単純化した目安です。実際の価格・条件でご確認ください。
大学の履修登録が終わると、シラバスに並ぶ指定教科書のリストが待っています。1冊2,000〜4,000円ほどの本が学期に何冊も必要になるため、全部を新品でそろえると数万円単位の出費になることも珍しくありません。このツールは、学期に必要な冊数と新品の平均価格、そして「何割を中古でまかなえるか」「中古は新品の何%の価格か」を入れるだけで、全部新品の場合と中古ミックスの場合の総額を並べて比較し、学期あたりの節約額を一目で見える化します。さらに同じ条件が4年間(8学期)続いた場合の合計や、先輩からの譲り受け・使い終わった後の売却まで含めた費用の全体像も確認できます。
計算は単純な掛け算と引き算だけです。全部新品の総額=冊数×新品価格。中古ミックスの総額=新品で買う分(冊数×(1−中古割合)×新品価格)+中古で買う分(冊数×中古割合×新品価格×中古価格%)。この2つの差が節約額です。4年間の欄は、同じ条件が8学期続いたと仮定して節約額を8倍した単純計算です。
計算例①:8冊・新品2,800円・中古で買える割合50%・中古価格50%
全部新品=8×2,800=22,400円。中古ミックス=新品4冊(11,200円)+中古4冊(4×2,800×0.5=5,600円)=16,800円。節約額は22,400−16,800=5,600円。同じ条件が8学期続けば4年間で44,800円の差になります。
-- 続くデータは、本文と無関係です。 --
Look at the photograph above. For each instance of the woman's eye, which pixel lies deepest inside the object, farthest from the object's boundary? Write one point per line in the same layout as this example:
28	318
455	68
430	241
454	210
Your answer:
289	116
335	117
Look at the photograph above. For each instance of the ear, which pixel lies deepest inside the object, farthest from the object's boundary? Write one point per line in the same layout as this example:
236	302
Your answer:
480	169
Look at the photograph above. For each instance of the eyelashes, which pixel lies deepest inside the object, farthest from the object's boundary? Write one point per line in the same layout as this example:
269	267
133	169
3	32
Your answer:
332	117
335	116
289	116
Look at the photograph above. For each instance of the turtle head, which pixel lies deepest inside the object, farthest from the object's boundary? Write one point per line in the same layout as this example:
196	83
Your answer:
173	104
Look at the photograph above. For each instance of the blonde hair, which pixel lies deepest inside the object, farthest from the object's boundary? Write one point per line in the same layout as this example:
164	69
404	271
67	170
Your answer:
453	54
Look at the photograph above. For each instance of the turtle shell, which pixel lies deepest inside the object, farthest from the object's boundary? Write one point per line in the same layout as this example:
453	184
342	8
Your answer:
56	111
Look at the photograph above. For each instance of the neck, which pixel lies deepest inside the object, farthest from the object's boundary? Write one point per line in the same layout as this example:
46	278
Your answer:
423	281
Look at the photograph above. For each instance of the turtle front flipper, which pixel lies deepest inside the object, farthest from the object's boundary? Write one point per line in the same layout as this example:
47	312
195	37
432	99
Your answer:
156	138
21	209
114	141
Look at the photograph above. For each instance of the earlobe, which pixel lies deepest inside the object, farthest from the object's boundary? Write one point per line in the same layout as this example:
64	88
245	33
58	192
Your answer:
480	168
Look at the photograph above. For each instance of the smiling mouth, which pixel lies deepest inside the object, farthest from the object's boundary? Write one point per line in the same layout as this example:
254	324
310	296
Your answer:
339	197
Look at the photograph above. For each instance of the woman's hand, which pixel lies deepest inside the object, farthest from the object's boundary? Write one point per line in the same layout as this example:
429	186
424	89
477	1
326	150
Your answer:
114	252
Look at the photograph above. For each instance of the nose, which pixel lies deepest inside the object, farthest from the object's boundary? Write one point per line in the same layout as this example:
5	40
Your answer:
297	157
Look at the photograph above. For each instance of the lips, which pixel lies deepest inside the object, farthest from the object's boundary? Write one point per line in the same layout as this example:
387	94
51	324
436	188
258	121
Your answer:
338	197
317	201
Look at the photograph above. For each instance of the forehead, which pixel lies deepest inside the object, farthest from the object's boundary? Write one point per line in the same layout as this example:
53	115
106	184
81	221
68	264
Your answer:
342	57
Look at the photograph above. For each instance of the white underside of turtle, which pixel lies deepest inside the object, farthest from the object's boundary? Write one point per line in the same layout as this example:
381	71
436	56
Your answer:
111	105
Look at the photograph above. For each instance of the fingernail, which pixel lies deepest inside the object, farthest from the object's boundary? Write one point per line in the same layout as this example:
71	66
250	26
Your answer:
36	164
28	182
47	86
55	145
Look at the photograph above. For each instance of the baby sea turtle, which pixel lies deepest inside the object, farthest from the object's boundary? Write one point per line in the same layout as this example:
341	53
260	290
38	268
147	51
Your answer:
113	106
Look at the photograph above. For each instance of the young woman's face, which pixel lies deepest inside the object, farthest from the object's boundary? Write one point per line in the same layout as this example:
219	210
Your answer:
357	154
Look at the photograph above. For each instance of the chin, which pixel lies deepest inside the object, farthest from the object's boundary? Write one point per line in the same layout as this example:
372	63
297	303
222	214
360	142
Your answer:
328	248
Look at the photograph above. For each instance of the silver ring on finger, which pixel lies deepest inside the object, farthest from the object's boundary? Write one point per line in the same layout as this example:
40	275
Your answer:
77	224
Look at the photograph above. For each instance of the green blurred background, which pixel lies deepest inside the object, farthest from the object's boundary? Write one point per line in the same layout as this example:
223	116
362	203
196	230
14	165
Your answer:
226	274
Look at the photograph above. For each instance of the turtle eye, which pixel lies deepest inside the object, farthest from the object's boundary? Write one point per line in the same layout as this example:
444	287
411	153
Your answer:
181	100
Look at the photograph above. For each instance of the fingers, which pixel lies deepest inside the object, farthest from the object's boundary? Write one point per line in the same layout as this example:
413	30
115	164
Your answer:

計算例②:12冊・新品3,500円・中古で買える割合70%・中古価格40%
全部新品=12×3,500=42,000円。中古ミックス=新品3.6冊分(12,600円)+中古8.4冊分(8.4×3,500×0.4=11,760円)=24,360円。学期あたり17,640円、4年間なら141,120円の節約という計算になります。冊数や単価が大きい学部ほど、中古活用の効果は大きくなります。
Q. 中古で買える割合はどれくらいに設定すればいいですか?
A. 分野によって差が大きいところです。長年使われている定番の教科書が多い科目なら70%前後、新設科目や改訂の多い分野なら30%程度など、履修する科目の顔ぶれを見て調整してください。迷ったら初期値の50%で全体感をつかみ、あとで実際の入手状況に合わせて入れ直すのがおすすめです。
Q. 改訂版が指定されている場合はどう考えればいいですか?
A. 版が変わると章立てやページ番号がずれることがあり、旧版の中古が授業で使いにくい場合があります。このツールでは「中古で買える割合」を下げる(改訂版が多いなら0%に近づける)ことで、その状況を数字に反映できます。内訳の「改訂版指定で中古不可なら」の欄は、中古が一切使えなかった場合に総額が全部新品の金額に戻ることを示しています。
Q. 使い終わった教科書は売れますか?
A. 状態や需要によりますが、書き込みが少なくきれいに使った定番教科書は、次の学期に必要とする人がいるため買い手がつきやすい傾向があります。内訳の「半数を30%で売れば回収」は、持っている教科書の半分を新品価格の30%で手放せたと仮定した参考値です。買うときの節約と売るときの回収を合わせて考えると、実質負担はさらに小さくなります。